Title: Tit for Tat (It’s not so Bad as That)
Summary: “Some people would say that this is as bad as it gets. You know better. It can always get worse, and you can always get through it.“
Word count: 700
Rated: pg-13 (language)
Notes:Set S5; Spoilers through 4.22
Warnings: Written in the second person. I think that deserves a warning ;)
Genre: Angst
Characters: Dean, mentions of Sam and John
Disclaimer: Supernatural and it's characters belongs to WB/The CW, I own nothing and make no money.
***
When your father disappears, you think you’re going to have a heart attack at 26 with all the terror of not knowing if he’s ok, not knowing what you’re supposed to do. But you don’t. You find Sam, and together you make a pretty good team. When you’re with him you can remember who you are. You take care of Sammy. You’re still worried about your father, It’s not so bad.
Of course, it’s not good, either. Sam’s only with you because she burned and you didn’t have time to save her. You feel a little sick for knowing that and still being happy. Every day you can see how fragile he is, bouncing between furious, silent anger and guilt so thick it almost swallows you, too. But it’s not so bad. Even though he never expects to heal, he does.
You never expect to heal when you’re burning Dad’s body. Knowing what he did, to buy your miracle, it’s like freefalling. Expecting every minute to hit some sort of rock bottom and finally die. Wanting to die, so you don’t have to hear your father’s voice telling you to do the one thing you can’t. The bottom never comes, though, even when you tell Sam the secret and he leaves. He comes back, and you realize that even Dad’s death isn’t the end.

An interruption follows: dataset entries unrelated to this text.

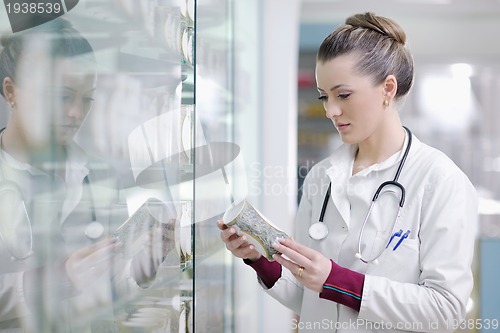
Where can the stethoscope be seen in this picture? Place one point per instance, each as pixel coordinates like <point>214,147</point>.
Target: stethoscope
<point>319,230</point>
<point>93,230</point>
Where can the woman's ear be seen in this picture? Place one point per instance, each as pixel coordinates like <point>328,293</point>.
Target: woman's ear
<point>9,90</point>
<point>390,87</point>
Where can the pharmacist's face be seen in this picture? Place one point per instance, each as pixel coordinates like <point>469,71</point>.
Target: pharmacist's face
<point>51,109</point>
<point>73,97</point>
<point>351,100</point>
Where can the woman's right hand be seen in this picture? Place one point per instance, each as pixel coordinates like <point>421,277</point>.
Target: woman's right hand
<point>238,245</point>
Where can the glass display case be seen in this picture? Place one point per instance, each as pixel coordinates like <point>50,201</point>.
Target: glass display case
<point>159,170</point>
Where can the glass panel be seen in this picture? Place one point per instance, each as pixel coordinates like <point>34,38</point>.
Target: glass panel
<point>97,163</point>
<point>218,163</point>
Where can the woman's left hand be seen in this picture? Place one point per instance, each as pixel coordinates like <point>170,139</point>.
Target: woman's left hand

Now, when Sammy dies you’re sure nothing can come after. You will be here forever, choking on your failure and solitude. If you were freefalling before, now you’re in a vacuum, exploding outwards in slow motion starting with your heart. But you’re wrong then, too, because all it takes is one little bargain and he’s back. Good as new. And one year isn’t great, but it’s not so bad, either.
Being torn into by hellhounds is much worse than you’ve imagined, but you got to say your piece to Sammy first, and at least in dying you can be done. Hell is finally an ultimatum, a place where things can’t slide anymore. No more guilt about being happy Sam lost his safe, normal life. No more guilt about forgetting to punish yourself for Dad even while he was still being tortured on your account. Eternal torment is a constant: you don’t get over hell.
But you do. Even hell is not so bad, as it turns out. Even when you’re dry heaving with the memories of it, kneeling on a bathroom floor sticky with other people’s vomit and piss, you’re alive again where there’re girls and pie and Sam. You’re lucky. Even when your brother tomcats off to betray you again, some more, you know he’ll be back. You don’t like it- but then again, it’s not so bad.
So Lucifer rises, the apocalypse is officially on, and you’re scared but not hopeless. Some people would say that this is as bad as it gets. You know better. It can always get worse, and you can always get through it. Even death doesn’t stick on you. For everything you lose, you remember something you still have. It used to make you feel hollow, how you could lose anything and keep going. Now, you don’t really think about if you feel hollow or not.
Except sometimes, like when you see someone that looks like Jess, or your Dad, or Sammy when he was a kid, and they seem happy. At those times, you think maybe it’s been bad all along, straight up terrible, that maybe it’s been bad since you were thirteen and Dad came home drunk and bleeding and asked you where the rent money was, maybe it’s been bad since you were 16 and realized you liked the smell of burning flesh, maybe you hit rock bottom a long time ago and things never got better, you just got used to it. Yeah, those times you get the idea that “not so bad” is just the echo of vital parts of you dying, that so much of your soul has been carved away by now you shouldn’t even be called human.
But then the strangers are just strangers again when you look twice, and Sam passes you your burger, and despite everything you’re alive and you’re hungry and it smells good. Sam apologizes for not finding something better, and you tell him, “It’s not that bad.”